The main feature of the A-MATE-multirate is that it allows finding the most appropriate time-step sizes for the simulating of the subsystems. The fast subsystem regularly imposes the constraint of the time-step size, but if the slow subsystem is small, it is possible through the proposed method to use the smaller time-step size for the simulation, thus increasing the accuracy of the result. Therefore, this method can find the most optimal unrestricted time-step, and moreover, subsystems need not be separated by transmission line delays, thus increasing the scope of the method.

Therefore, the features of the A-MATE-multirate method facilitate its application in a parallel and/or real-time simulation in which each processor can use the smallest time-step possible. As regards the processors, two scenarios can be highlighted:

  1. (1)

    A HIL simulation, in which a physic element has a fixed frequency-sampling rate, e.g., a DSP. In this case, the processors could be configured as follows:

    • If a subsystem is assigned to a single processor, and this subsystem represents a small network, then its time-step size could be decreased as much as possible to approximate the execution time of other processors, thus increasing the precision of the simulation.

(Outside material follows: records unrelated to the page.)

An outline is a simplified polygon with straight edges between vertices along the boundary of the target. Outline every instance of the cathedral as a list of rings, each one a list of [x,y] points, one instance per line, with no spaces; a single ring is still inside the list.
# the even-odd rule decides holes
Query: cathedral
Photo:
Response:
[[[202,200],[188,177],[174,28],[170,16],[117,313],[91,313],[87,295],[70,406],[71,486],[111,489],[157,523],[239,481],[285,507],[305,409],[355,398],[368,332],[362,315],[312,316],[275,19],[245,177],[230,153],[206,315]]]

    • If a given time-step size is the most appropriate for one sector of a big network, and this step size is much bigger than that of other sectors, then a large part of this network could be simulated in a single processor. Therefore, the simulated sub-network could be as large as possible, as long as the execution time of this processor is similar to that of other processors.

  2. (2)

    Simulation without restrictions.

In this case, it is possible to split the network by grouping small networks or sub-networks in such a way that some sub-networks involve fast reacting elements and other sub-networks slow reacting elements. The advantage here is that there would be no restriction to synchronizing the execution time of each processor, as the smallest time-step size could be selected by rearranging some sub-networks.

6 Conclusions

The A-MATE-multirate methodology for combining several subsystems solved with different time-step sizes was presented. Conditioning of the signals exchanged between subsystems is performed using filters for the decimation of the fast subsystems when updating the slow subsystems, and for the interpolation of the slow subsystems when updating the fast subsystems. The effectiveness of the proposed methodology was demonstrated with examples. The main findings are as follows:

  1. (1)

    The A-MATE-multirate method can be used to combine subsystems which must be solved with multiple or non-multiple time-step sizes and need not be separated by transmission line delays, thus relaxing the requirement of previous multirate techniques, in which the solution time-step sizes of different systems must be multiples of each other and the subsystems must be separated by transmissions lines.

  2. (2)

    The paper introduces the concept of asynchronous updating, in which each subsystem is updated according to its own internal clock, providing an asynchronous simultaneous solution without iterations between subsystems.

  3. (3)

    The obtained testing results with the A-MATE-multirate technique and the single rate solution show similar accuracy. The error levels were acceptable, considering that in one case, the slow subsystem time-step size had increased even up to 50 times.

  4. (4)

    The performance of a multirate simulation depends on the number of links, the size of the subsystems, and the complexity of each subsystem’s solution.

  5. (5)

    The examples presented in this paper were chosen to address the issues involved in the application of this methodology. However, it can be applied for the modeling of any electric power system.

  6. (6)

    An important application of A-MATE-multirate is the simulation of power electronic converter stations interfaced to the bulk power grid. In this case, the transmission system can be solved with larger time-step sizes as if the converter system were not connected, while the converter system can be solved with a much smaller step size to account for the action of the commutating valves.